Zug,14.05.2018

Lecturers fail student teacher's degree dissertation after they themselves are criticised in it

Severin Hofer, who enjoys fame as one half of an artistic performing duo known as Hoffnung (hope)+Kiwi, is hoping to qualify as a kindergarten teacher from Zug Teacher Training College (PH Zug) this summer. However, he has failed in his dissertation, which levels criticism at the system. He is currently revising it in the hope that it will meets the examiners’ approval and thereby enable him to teach.

Failed or not, Hofer’s dissertation has already appeared in print. Indeed, since last Friday, it has been on sale at the Balmer bookstore in the city. Called “Gaining Points Through Education”, he has written about of everyday life at the PH Zug, aspects of which he thinks are illustrative of an acute problem in the system, namely a lack of meaningfulness. He mentions, for example, that, while lecturers there talk of “intrinsic motivation”, “divergent thought” and the “significance of learning outside the perimeters of school”, they (the lecturers) themselves were guilty themselves of “going down the same old tracks all the time”.

He went on to point out areas requiring attention among fellow students, too.  “There are no bad teachers,” he
writes. “It is just that there are students who do not know how to get started. They need to show greater initiative, become more proactive and show more imagination to do something to move away from this continuing hunting for more ECTS (credit system) points as part of their final qualification.
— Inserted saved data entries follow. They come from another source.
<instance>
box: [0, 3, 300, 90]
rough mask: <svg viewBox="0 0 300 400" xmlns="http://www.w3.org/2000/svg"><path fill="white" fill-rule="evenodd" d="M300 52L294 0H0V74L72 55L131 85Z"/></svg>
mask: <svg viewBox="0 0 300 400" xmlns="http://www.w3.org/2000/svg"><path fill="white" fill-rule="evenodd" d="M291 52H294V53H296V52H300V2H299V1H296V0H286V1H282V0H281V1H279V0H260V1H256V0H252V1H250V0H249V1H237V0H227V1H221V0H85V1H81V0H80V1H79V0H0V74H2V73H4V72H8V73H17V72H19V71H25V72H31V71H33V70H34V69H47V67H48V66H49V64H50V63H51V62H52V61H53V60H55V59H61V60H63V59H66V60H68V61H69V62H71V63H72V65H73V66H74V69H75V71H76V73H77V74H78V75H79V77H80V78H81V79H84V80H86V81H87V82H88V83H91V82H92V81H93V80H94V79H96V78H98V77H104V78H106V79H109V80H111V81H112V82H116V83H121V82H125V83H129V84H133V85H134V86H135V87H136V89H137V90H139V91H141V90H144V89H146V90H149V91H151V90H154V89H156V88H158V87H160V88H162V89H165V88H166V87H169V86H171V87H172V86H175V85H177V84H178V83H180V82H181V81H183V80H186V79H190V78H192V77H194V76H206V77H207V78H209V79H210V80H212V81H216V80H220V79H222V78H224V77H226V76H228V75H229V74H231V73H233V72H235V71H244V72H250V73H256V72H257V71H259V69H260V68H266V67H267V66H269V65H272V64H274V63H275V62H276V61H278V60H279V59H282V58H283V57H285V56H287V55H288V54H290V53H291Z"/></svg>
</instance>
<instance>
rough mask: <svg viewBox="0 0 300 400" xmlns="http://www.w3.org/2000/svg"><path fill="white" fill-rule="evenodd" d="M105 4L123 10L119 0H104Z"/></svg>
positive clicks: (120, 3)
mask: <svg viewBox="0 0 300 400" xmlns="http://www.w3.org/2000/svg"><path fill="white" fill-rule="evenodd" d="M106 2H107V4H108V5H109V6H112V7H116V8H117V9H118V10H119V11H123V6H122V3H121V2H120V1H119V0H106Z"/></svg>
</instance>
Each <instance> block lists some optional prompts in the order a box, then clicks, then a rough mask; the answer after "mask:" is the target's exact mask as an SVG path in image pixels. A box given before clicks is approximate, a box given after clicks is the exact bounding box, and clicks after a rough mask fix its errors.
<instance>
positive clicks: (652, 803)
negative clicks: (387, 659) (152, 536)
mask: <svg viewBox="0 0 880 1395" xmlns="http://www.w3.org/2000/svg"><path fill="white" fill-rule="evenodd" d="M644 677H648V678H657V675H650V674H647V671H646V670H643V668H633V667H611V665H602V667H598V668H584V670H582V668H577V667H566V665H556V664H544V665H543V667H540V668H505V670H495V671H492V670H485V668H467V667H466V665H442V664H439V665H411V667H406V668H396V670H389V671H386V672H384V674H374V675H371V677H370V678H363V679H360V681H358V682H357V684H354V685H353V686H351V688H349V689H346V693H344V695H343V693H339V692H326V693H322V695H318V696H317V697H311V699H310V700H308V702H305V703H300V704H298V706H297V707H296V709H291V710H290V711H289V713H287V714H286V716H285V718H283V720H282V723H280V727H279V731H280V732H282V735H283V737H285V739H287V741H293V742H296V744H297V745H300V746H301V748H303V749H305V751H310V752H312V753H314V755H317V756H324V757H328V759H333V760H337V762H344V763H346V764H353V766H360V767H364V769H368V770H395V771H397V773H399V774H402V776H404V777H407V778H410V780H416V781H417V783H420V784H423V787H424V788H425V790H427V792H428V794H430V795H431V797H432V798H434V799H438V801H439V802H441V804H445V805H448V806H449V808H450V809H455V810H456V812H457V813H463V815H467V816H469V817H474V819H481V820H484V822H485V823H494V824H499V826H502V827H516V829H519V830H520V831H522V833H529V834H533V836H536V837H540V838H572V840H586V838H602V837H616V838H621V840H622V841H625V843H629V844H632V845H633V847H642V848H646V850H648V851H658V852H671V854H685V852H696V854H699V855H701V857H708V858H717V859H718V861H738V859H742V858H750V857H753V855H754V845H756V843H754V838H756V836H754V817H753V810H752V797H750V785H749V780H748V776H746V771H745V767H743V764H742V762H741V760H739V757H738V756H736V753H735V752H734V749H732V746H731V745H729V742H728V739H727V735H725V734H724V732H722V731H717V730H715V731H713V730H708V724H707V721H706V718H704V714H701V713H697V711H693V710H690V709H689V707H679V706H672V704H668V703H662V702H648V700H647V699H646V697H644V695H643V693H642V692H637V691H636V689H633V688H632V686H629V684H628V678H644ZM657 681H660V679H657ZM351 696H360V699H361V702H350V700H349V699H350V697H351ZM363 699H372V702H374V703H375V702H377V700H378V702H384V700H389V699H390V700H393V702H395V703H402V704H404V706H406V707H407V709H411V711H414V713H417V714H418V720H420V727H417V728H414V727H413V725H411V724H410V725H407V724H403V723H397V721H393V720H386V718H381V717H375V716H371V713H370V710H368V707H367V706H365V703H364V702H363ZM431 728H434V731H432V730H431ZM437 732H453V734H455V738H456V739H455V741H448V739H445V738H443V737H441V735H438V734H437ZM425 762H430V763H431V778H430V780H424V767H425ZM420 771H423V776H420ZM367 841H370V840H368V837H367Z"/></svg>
I am not directing my criticism here solely at the PH Zug, but the whole education system in general. In fact it was while writing this thesis that I frequently found myself thinking about the pupils I would have to teach in the future. For my part, what is of utmost priority is acting authentically. We demand our pupils have the courage to try things out and be curious about matters they do not know. But before we demand this of children, we as adults have to practise it ourselves,” he wrote, while at the same time questioning some students’ motivation in doing a teacher training course at all.

Some of Hofer’s fellow students were pleased to see he had dared to include such a level of criticism in his dissertation. “It is not so much that I wanted to show how things ought to be done; it is just that I wanted to initiate dialogue as to what constitutes sensible education. I do not want opposing sides to dig their feet in,” he said, basking in a certain level of veneration among his fellow students as his dissertation failed.

“Unfortunately, it was a long way off what we expect from a bachelor-degree dissertation,” said the pro-rector of the PH Zug, Clemens Diesbergen. “Not that we do not recognise its quality,” he added. “Just like Hofer, we, too, are concerned about the questions he raises. Let me add I have always found conversation with him constructive and enriching. Indeed, I would like to see more students like Hofer.”

Now the student teacher (photograph), wearing his performing hat, perhaps, has organised a series of talks by various people about what constitutes meaningfulness in schools to take place from Tuesday 22 until Thursday 24 May at the Paettern LightUp workshop on Alpenstrasse. In fact Diesbergen himself has accepted an invitation to speak there.

Despite his lecturers having failed his dissertation, Hofer praised them for the way they had criticised it as at least they had taken it seriously. He now has the opportunity of revising it in such a way that it meets the college’s criteria.